「眼瞼下垂手術の固定の糸は溶ける糸ですか?」
よく聞かれる質問のひとつ。
眼瞼下垂症手術の際、挙筋腱膜を瞼板へ連結固定するために使用する糸のことですね。
挙筋と瞼板とが連結され、挙筋の牽引力がまぶたのふちに伝わります。その結果、まぶたが持ち上がるようになります。
二つのパーツを繋ぐボルトやネジのイメージです。この素材が溶けるものか、半永久的に体内に残るのか?という問いです。

2026年現在、私は主にEthicon社のプロリーンという商品を用いています。これは分解されず、吸収されません。つまり体内に残るものになります。
ちなみに私の周囲の外科医たち、8割くらいは溶けない糸を用いています(つまり一部は溶ける糸を使っている)。(私調べ)
溶けない糸はサポート力が長続きしそうです。一方、溶ける糸は吸収されるから遺物を残さないという安心感があります。
溶けない糸のメリット
私が考える一番の利点はこれ、再手術を念頭に入れることです。手術の足跡になるから。
20年後に再手術をするときの足がかりになるのです。その分、再手術の際の外科医の(そして患者さんの)負担が減ります。20年前にまぶた手術の経験がある患者さんを手術すると、そのときの糸が出てきます。 「ああ、ここまで剥離したんだな」「逆さまつげも矯正したんだな」「外側もきちんと留めて結んでいるの垂れ目になったということは、外側が上がりにくい人なんだな」にとわかるのです。
ある意味昔の外科医が残すセージです。だから私も残る糸を使います。自分がまた担当するかもしれないし、自分ではない未来の別の医師が担当するかもしれない。そういう前提です。
私は青い色の糸を用いています。だからすぐに見つかるのです。再手術は難しいものですが、この意図が正しいルートをガイドしてくれるのです。
異物として悪さすることはないのか?
血管吻合に使われる糸です。永久的に体内に残しても、人体への悪影響はないことが長年の実績から示されています。
とはいえ、物理的にその存在が目立つことがあります。まぶたの皮膚の上から透けて見えることも。あるいは眼輪筋と引っかかって癒着を起こすこともあります。
しかしながら、このデメリットを大きく上回るメリットがあるわけですね。メッセージという。
ポリプロピレン
Ethicon社のプロリーンの素材はポリプロピレン。
この糸の特徴は以下です。
- 青い
- しなやかで弾力性がある
- 結んだ”結び目”がほどけにくい
- 組織の炎症を起こしにくい
再手術、修正手術の際にこの糸を観察すると、
- 青い
- 結節(結び目)がほどけていない
- 周囲の組織の炎症を伴っておらず糸の周りに瘢痕が無い
ことが確認できます。
私がこれを好む理由に、適切な緩さで結び目を作ることができることが挙げられます。新聞紙や雑誌をビニール紐でまとめるシーンを想像してください。隙間なく締め込むこともできますが、時に指が3本入る緩さで結びたいこともある。
結び目が宙に浮いた状態でカチッと固定できる、そういうイメージです。挙筋腱膜と瞼板との間にバッファー(緩衝)を設けたいんですよね。これは私のこだわりです。
ちなみに他院修正の手術でも同様の糸が見つかるので、この縫合糸を使用する形成外科医が多いのでしょう。
溶ける糸は危険?
溶ける糸は1ヶ月程度で半分以下に強度が落ちてしまいます。
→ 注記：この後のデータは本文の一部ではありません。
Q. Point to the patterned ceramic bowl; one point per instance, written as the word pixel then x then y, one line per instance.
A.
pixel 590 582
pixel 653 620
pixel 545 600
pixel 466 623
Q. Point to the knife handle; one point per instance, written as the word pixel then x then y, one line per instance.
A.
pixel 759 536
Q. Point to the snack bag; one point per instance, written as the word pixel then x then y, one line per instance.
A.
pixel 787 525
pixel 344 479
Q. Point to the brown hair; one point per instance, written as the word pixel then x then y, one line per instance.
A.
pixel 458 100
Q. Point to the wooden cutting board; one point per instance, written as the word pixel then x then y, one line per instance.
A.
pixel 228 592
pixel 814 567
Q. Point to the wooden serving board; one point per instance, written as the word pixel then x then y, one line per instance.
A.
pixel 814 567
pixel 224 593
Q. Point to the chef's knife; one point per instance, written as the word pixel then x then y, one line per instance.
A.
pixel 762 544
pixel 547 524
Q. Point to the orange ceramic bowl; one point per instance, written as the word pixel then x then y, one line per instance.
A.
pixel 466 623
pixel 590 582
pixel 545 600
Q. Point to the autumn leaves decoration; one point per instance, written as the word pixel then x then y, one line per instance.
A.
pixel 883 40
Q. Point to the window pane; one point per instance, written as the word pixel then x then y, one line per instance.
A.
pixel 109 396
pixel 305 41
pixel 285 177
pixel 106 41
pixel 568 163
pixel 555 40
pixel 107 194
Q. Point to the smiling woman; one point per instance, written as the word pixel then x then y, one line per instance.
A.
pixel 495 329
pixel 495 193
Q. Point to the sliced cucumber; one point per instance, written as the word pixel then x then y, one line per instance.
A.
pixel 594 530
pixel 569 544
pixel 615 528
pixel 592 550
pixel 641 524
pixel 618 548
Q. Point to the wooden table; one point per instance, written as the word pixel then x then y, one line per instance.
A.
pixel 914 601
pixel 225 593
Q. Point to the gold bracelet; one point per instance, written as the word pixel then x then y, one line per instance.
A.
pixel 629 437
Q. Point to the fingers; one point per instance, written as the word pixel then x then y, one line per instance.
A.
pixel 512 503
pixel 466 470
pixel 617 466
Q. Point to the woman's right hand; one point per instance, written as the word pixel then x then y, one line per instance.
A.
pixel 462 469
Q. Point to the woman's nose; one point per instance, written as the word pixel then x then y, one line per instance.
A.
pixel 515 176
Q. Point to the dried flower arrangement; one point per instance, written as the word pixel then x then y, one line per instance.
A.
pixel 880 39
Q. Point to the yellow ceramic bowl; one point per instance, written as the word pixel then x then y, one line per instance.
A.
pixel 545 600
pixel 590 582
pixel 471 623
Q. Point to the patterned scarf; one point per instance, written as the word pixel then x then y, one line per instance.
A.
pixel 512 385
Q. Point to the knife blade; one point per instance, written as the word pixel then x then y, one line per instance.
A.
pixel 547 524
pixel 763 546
すると固定が緩んで腱膜と瞼板が再び外れてしまうのではという懸念が生まれます。
しかしながら、溶けて吸収される糸を用いる外科医も実際にいます。彼らは瞼板前と挙筋腱膜の間をしっかり剥離し、再接着(瘢痕癒着)させるのだと思います。だから心配ないのでしょう。
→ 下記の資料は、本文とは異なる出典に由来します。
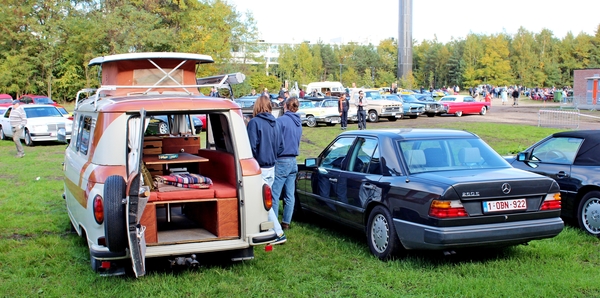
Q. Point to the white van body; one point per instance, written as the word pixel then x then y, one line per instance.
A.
pixel 117 168
pixel 334 88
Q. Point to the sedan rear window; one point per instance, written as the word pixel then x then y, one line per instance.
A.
pixel 449 154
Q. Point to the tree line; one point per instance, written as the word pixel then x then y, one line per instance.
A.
pixel 45 47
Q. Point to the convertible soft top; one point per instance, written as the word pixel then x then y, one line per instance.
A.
pixel 586 155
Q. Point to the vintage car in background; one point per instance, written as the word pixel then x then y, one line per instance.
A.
pixel 430 189
pixel 572 158
pixel 378 106
pixel 5 100
pixel 36 99
pixel 411 109
pixel 464 104
pixel 321 111
pixel 43 122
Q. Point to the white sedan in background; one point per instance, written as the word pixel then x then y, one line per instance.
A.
pixel 43 121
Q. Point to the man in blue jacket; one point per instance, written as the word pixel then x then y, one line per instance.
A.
pixel 286 167
pixel 263 133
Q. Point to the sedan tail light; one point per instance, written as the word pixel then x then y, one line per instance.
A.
pixel 551 202
pixel 98 209
pixel 447 209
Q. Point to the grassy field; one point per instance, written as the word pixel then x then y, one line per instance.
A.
pixel 40 257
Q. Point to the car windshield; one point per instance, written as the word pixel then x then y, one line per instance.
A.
pixel 44 100
pixel 63 111
pixel 373 95
pixel 410 98
pixel 448 99
pixel 38 112
pixel 450 154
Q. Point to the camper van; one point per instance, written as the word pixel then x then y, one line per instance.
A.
pixel 142 180
pixel 326 88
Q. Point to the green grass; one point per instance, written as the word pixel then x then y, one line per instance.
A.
pixel 40 257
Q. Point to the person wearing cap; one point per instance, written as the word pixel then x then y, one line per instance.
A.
pixel 18 122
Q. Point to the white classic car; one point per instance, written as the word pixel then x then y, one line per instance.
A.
pixel 43 121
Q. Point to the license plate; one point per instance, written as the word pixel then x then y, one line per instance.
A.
pixel 505 205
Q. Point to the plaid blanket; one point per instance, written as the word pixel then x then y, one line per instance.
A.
pixel 185 180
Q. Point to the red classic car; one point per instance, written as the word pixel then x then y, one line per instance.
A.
pixel 464 104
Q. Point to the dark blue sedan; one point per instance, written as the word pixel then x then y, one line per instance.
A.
pixel 428 189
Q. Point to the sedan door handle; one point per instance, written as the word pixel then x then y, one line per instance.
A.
pixel 368 186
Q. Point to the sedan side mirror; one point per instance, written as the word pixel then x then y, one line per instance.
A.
pixel 522 156
pixel 310 162
pixel 61 135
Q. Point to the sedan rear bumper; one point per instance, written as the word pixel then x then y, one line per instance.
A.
pixel 417 236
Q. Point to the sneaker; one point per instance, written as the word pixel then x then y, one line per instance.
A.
pixel 280 239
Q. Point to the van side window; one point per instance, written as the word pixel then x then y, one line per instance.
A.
pixel 83 136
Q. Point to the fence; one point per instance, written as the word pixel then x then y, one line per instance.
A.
pixel 559 118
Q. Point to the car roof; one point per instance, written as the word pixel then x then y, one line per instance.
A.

一方、わたしの手技では瞼板前組織も極力温存している(自然な重瞼線をつくる)ため、瞼板と腱膜がしっかり固く癒着していません。そのために数カ月は糸によるサポートが必要と考えています。
とはいえ、数年経過してもその糸の張力が機能しているか?と言われると「機能している」とは思っていません…
糸によってしっかりマブタが挙がるようになると、年月の経過とともに、まぶたの組織がそれに合わせてリモデリング(再構築)されて糸の張力への依存が小さくなる、と私は考えています。
追記
再手術の際に、古い糸を無理に追いかけて摘出することはしません。なぜならば残しておいても害は無く、摘出するために組織を切ったり穴を開けることの方が侵襲が大きいと考えるからです。